Kur’an “Sakın zulmedenlere meyletmeyin, yoksa size de ateş dokunur” (Hud/113) diyor. Ama biz bu ayeti ya hiç duymuyoruz ya da anlamıyoruz. Çünkü bu ayet Arapça okunuyor; ama hayatımıza hiç dokunmuyor.
6. Diriliş Çağrısı-Ya Kur’an Hayata inecek, Ya Hayat Tükenmeye Devam Edecek
Kur’an’ın indirildiği dağlar bile titredi. Ama bugün onu okuyan kalpler titremiyor. Çünkü onu anlamıyoruz. Onun çağrısını sadece kulakla değil, akılla, kalple ve vicdanla duymadıkça İslam dünyasında ne ahlak ne de medeniyet yeşerir.
Kur’an bir hayat kitabıdır. Sadece mezarlıklarda değil, mahkemede de, mecliste de, pazarda da, okulda da yaşanmalıdır. O zaman toplum gelişir, insanlar erdemli olur, ahlak yeniden dirilir.

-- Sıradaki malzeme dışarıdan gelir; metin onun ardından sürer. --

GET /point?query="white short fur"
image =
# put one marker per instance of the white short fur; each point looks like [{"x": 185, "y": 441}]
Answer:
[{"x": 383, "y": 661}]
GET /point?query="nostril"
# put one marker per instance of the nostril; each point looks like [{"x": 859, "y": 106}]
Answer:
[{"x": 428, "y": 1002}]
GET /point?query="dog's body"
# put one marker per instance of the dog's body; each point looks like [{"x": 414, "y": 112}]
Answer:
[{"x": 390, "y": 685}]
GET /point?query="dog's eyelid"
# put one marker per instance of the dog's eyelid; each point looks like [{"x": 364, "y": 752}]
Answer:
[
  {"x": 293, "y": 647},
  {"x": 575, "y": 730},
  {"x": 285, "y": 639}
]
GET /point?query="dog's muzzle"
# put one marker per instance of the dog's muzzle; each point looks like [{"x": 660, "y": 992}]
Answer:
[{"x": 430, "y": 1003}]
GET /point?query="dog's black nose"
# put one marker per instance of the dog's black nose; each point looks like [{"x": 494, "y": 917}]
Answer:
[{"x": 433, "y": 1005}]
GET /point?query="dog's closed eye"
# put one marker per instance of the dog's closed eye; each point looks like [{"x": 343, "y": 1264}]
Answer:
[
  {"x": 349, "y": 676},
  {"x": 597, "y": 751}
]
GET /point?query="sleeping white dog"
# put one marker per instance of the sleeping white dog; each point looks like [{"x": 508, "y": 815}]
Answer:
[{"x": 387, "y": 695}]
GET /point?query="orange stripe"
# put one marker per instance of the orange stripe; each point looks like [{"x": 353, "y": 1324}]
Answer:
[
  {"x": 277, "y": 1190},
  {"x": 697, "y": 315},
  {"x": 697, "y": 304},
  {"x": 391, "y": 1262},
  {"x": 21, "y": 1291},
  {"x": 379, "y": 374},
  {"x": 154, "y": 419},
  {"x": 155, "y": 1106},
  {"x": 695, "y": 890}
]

7.Ya Anlayanlardan Oluruz, Ya Anlamsızlaşırız
Bu yazıyı okuyan herkesin kendine sorması gereken soru şudur: Kur’an’ı gerçekten anlıyor muyum? Yoksa sadece çocukluğumdan beri bana öğretilen şekliyle mi okuyorum?
Eğer cevap "hayırsa", Ali Şeriati’nin sözünü sadece beğenmekle yetinmeyelim. Onu bir uyanış çağrısı olarak görelim. Çünkü bu çağrı bize değil, içimizdeki ölü vicdanlara yapılmıştır.
Kur’an’ı anlamayan bir toplumda:
-
İyiler susar,
-
Kötüler konuşur,
-
Zalimler güçlenir,
-
Mazlumlar unutulur.
Ve en kötüsü de, herkes bunu "kader" sanır. Oysa Kur’an’ın kaderi değiştirmek için indiğini fark edenler, bu zilleti yırtacak olanlardır.
“Kur’an hayattır. Ya onu hayatına alırsın ya da hayattan düşersin.”